We have about 30 services with each managing their own terraform state. We also have a shared infra repo managing some top level items. We haven’t run into any issues (with any regularity at least) that I can think of but I’m wondering if this could be a good tool for us as we grow and things become even more complex?
lawnchair
The pain really shows up when teams manage large sets of infrastructure in one place with thousands of resources. Even a small change forces a global refresh and a global lock, so you end up waiting on operations that have nothing to do with your change. Splitting reduces contention but fragments your view of the system. We want state to behave like the dependency graph it already is.
dwroberts
If you use a tool like Atmos (https://atmos.tools/) you kind of fix this issue already for free - because it takes the place of the root module, it actually manages the state of each sub module separately (they each have their own individual state file rather than being converged into one).
lawnchair
I don't think it fixes it. Atmos makes splitting and managing multiple states easier, but it still splits the graph. It doesn't change the underlying execution model.
pst
This is awesome. Having a single state for all resources in an environment is critical for keeping all the moving pieces in check and a core design aspect of Kubestack. But the growing state files quickly become a bottleneck. I'm definitely giving this a good test drive. Very excited.
sausagefeet
Thank you, that is great to hear! We're pushing pretty hard to get a pre-alpha out to get some foundations testable by the community.
arccy
so kind of like crossplane where each resource is managed individually?
tuananh
can it be a sqlite db in s3 with locking implemented with s3?
sausagefeet
Hello, Stategraph developer here, the answer is: probably not. That doesn't resolve the core issue of state being managed as a big blob.
Hmm
I don’t see the state file as a complete downside. It is very simple and very easy to understand. It makes it easy to tell or predict what terraform will do given the current state and desired state.
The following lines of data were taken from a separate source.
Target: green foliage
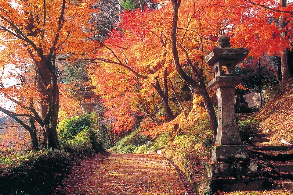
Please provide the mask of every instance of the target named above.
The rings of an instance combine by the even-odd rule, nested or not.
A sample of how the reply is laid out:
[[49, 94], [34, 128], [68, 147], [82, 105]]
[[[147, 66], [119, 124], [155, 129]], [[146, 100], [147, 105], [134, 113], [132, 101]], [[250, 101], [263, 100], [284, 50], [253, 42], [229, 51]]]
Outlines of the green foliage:
[[132, 132], [118, 141], [111, 151], [117, 153], [133, 153], [136, 148], [146, 144], [146, 139], [138, 130]]
[[121, 6], [126, 10], [132, 10], [139, 7], [139, 5], [133, 0], [123, 0], [121, 2]]
[[83, 114], [60, 122], [58, 136], [62, 148], [79, 154], [103, 150], [96, 126], [94, 125], [93, 114]]
[[158, 148], [165, 147], [170, 142], [172, 133], [170, 131], [162, 133], [155, 140], [151, 146], [150, 150], [154, 150]]
[[0, 154], [0, 194], [50, 194], [76, 163], [61, 150]]
[[238, 129], [242, 141], [249, 141], [251, 134], [259, 132], [259, 121], [249, 117], [245, 120], [238, 123]]

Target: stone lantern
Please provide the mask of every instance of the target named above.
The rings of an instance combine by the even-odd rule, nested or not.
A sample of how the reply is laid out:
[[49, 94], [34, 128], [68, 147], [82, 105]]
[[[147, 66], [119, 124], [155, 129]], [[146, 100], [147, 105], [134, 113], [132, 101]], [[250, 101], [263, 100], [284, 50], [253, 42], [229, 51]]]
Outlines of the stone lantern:
[[[218, 41], [219, 47], [215, 47], [204, 58], [214, 71], [215, 77], [208, 86], [216, 91], [219, 116], [215, 146], [212, 149], [211, 163], [207, 173], [212, 179], [212, 188], [224, 188], [229, 191], [230, 187], [225, 186], [228, 182], [225, 178], [243, 178], [244, 176], [251, 178], [258, 176], [257, 165], [249, 162], [247, 147], [241, 141], [234, 108], [235, 87], [241, 82], [240, 78], [235, 75], [235, 66], [247, 56], [249, 50], [243, 48], [231, 48], [230, 38], [223, 30]], [[247, 188], [241, 179], [233, 182]]]
[[87, 86], [85, 87], [85, 90], [81, 91], [79, 92], [79, 97], [83, 100], [83, 103], [81, 104], [81, 105], [85, 112], [90, 113], [94, 107], [93, 99], [95, 98], [95, 92], [90, 91], [89, 87]]

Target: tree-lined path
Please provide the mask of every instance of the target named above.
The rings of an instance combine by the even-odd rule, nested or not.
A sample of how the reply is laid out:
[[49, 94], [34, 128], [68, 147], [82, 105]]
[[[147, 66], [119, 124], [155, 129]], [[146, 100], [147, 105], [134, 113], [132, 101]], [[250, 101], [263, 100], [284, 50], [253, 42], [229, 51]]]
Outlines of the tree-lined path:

Its simpleness makes troubleshooting easier: the state files are easy to read and manipulate or repair in the event of a drift, mismatch, or botched provider update.
With the solution proposed it feels like the state becomes a black box I shouldn’t put my hands in. I wonder how the troubleshooting scenarios change with it.
Personally, I haven’t ran into the scaling issue described; at any given time there is usually only one entity working with the state file. We do use terragrunt for larger systems but it is manageable. ~1000 engineer org.